Kaliya Franklin is co-development lead of People First England, a self-advocacy organisation for adults with learning disabilities, particularly focused on the use of new media campaigning techniques. Kaliya is a disabled speaker, writer and campaigner recognised as having in-depth knowledge of the day-to-day experiences of people living with a variety of disabling conditions and disabilities. Founder of The Broken of Britain and co-author/producer of the first Spartacus report ‘Responsible Reform’, Kaliya regularly contributes by invitation to radio discussions and has written for The Guardian and The Independent. She is a Patron of the Hypermobility Syndromes Association. Kaliya is the author of the Orwell Prize 2012 shortlisted blog, Benefit Scrounging Scum. In 2013, with the charity United Response, Kaliya was the co-creator of the first news service in ‘easy read’ for people with learning disabilities, Easy News.

Ian Greaves

Ian Greaves is editor of the ‘Disability Rights Handbook’, published by Disability Rights UK, and is currently working on the 39th edition.

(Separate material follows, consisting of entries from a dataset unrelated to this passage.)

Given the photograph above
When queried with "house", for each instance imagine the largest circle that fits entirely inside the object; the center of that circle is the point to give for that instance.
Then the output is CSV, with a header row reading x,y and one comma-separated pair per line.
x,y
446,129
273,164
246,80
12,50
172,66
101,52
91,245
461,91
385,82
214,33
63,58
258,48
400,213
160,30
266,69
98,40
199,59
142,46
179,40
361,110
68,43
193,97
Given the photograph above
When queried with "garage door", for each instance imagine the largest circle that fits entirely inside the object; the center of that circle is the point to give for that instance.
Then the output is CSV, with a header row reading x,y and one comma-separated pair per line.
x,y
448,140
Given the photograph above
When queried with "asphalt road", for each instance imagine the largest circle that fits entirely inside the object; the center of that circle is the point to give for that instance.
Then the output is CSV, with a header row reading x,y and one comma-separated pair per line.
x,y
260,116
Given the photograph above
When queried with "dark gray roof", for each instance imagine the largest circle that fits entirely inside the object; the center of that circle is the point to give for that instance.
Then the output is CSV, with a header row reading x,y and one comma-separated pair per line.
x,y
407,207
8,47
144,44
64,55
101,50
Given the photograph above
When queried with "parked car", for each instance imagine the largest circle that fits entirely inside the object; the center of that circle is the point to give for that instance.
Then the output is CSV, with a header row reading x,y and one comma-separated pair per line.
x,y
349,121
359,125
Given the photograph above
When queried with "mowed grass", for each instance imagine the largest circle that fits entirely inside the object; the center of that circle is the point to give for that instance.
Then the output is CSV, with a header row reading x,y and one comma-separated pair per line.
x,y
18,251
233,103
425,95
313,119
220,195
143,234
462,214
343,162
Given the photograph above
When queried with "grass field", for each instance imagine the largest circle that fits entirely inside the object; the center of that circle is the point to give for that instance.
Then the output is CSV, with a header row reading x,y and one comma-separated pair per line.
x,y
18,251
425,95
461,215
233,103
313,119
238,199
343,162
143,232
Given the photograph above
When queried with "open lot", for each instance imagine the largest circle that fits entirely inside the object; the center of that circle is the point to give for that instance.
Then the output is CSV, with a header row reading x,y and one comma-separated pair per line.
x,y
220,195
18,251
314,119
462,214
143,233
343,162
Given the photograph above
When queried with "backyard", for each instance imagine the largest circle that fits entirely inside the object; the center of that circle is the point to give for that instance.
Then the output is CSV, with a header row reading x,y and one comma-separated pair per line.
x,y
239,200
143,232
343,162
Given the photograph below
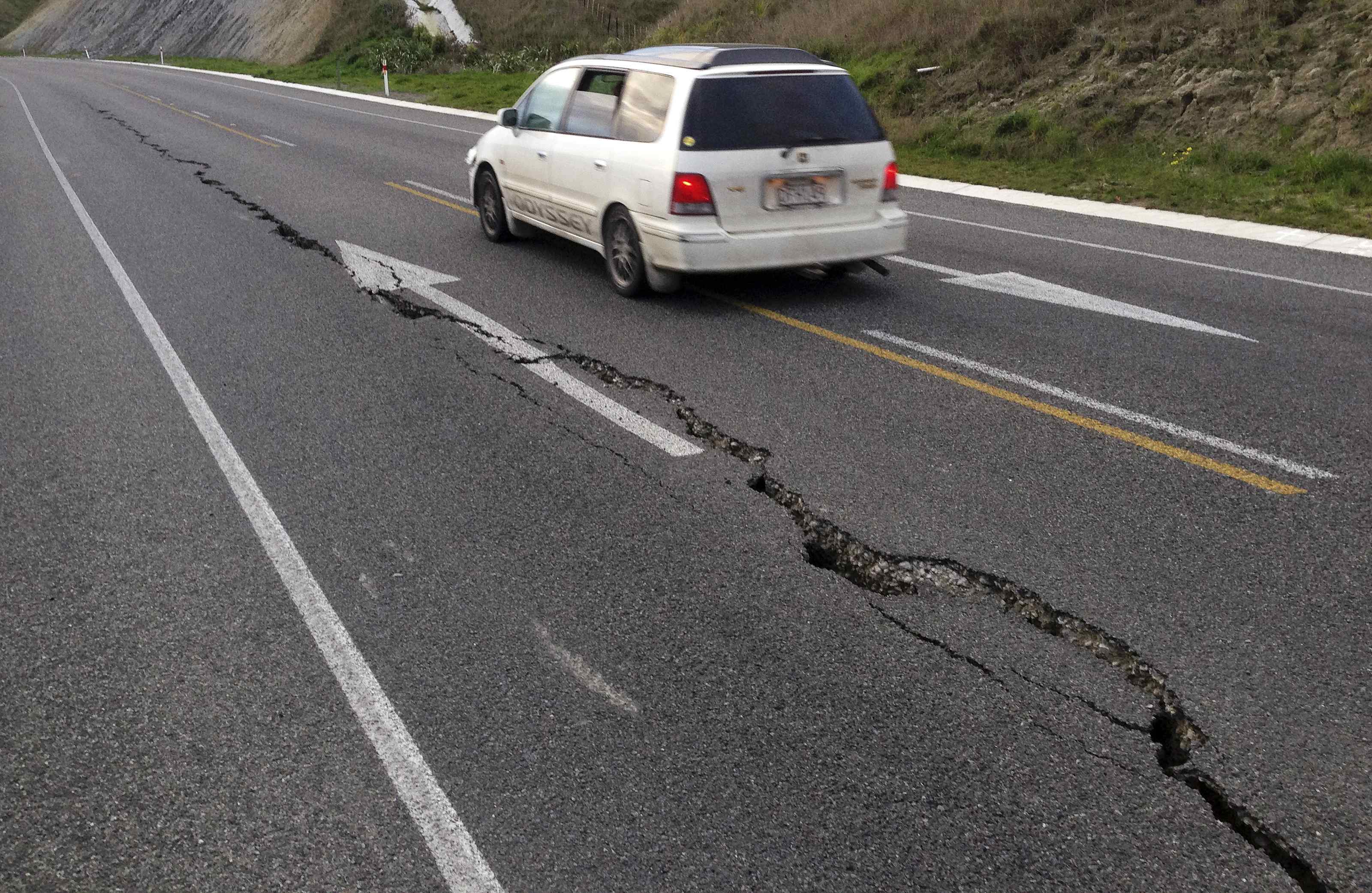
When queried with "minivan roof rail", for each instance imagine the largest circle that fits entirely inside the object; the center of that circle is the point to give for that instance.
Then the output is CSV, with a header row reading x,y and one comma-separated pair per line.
x,y
714,55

He previously worked as a tribunals officer for DIAL Bradford for over a decade. His first publication, ‘Disability Benefits in a Nutshell’, was published by DIAL. Ian has since written numerous guides on disability benefits, both for Disability Rights UK and for a range of other organisations, including the MS Society, the National Rheumatoid Arthritis Society, the National Ankylosing Spondylitis Society and Parkinson’s UK.